Saturday, May 11, 2013

Broken Treasures – Accepting What is and Moving On

Broken Treasures – Accepting What is and Moving On

When I arrived home from plant shopping this afternoon my husband met me as I pulled into the garage with a grim look on his face and told me we’d had a disaster that I needed to see. That, at least, calmed my concerns that tragedy had befallen a loved one.  I moved towards the door with trepidation thinking flood, fire or a dead cat hanging from a chandelier.  Instead, I saw that the hand carved teak tableau that had hung above our fireplace had fallen and crushed the treasures displayed on the mantle into shards.

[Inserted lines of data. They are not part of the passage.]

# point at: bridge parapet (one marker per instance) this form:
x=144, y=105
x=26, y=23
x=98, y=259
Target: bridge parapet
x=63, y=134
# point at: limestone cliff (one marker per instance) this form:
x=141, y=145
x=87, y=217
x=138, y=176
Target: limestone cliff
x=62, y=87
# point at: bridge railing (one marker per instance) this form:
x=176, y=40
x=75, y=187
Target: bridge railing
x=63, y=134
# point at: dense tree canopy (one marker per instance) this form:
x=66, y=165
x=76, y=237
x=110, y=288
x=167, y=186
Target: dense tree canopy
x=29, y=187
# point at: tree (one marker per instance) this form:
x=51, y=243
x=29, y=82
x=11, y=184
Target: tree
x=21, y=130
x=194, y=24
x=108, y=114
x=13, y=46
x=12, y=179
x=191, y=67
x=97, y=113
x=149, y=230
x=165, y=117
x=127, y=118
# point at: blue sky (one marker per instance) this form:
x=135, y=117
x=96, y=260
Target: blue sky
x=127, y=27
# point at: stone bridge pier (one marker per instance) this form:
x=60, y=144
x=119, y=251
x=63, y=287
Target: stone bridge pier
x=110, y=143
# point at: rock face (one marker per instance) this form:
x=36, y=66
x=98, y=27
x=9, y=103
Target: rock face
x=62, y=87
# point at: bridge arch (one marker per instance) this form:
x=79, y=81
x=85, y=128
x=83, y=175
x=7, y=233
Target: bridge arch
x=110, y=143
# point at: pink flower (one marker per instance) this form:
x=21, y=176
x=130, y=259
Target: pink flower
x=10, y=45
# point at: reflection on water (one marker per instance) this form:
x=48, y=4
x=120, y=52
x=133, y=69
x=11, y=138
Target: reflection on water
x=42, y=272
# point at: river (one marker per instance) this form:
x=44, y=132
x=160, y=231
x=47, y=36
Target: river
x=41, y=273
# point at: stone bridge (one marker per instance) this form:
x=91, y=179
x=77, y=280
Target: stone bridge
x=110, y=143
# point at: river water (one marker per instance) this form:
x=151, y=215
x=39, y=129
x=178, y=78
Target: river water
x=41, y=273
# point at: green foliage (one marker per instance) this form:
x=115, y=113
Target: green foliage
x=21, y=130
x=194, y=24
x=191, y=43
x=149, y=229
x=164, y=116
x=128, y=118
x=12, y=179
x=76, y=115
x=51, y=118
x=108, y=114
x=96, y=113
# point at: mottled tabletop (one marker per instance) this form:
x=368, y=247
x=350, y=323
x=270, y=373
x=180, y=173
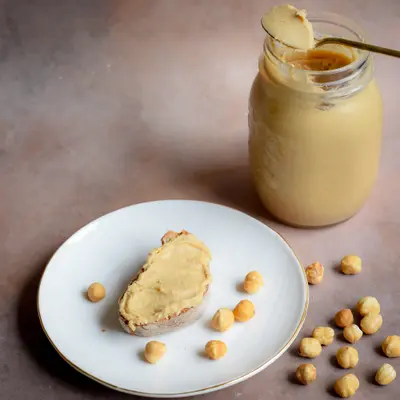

I was numb. Among the shattered treasures was the hand painted plate that the Mayor of the Commune de Castellebate in Italy had presented to us to commemorate our wedding. Not only was the plate a beautiful reminder of our fairytale wedding by the Tyrrhenian Sea, but also it was a constant symbol of our good fortune that made me feel warm whenever I looked at it.

The Thai woodcarving I’d purchased at the night market in Chang Mai around 1990 and hand carried it aboard several airplanes to ensure its safety. I’d found the porcelain Chinese temple guardian of a warrior on a flying horse in an alley in Taipei and spent years ensuring it was always displayed on a safe surface where it would have little likelihood of being knocked over. The treasures that my husband and I display have meaning to at least one of us, because we recall a fond memory of time, place or person associated with each item.

But, my spiritual growth has brought me to a place where I can let go of these precious treasures without wallowing in despair. They are just things.  The incident does not represent an omen of ill fortune.  The broken plate does not mean a broken marriage. Perhaps, the Universe has decided we no longer needed the training wheel of a plate to remind us what we mean to one another. Maybe, it is time to find a beautiful landscape painting to hang over the fireplace; or, it will give us incentive to enlarge one of my spouse’s works or art, frame it and display it in a place or prominence in our home.  Perhaps the loss of items from the past will help me to focus on this moment, on today.

A few years ago I would have been devastated, shed an abundance of tears, called my parents sobbing, and wallowed in self-pity and mourned the loss of these things. Today, I can accept they are just things.  It is the people and other sentient beings in our lives that truly matter. Truly, I am relieved it wasn’t a dead cat handing from a chandelier.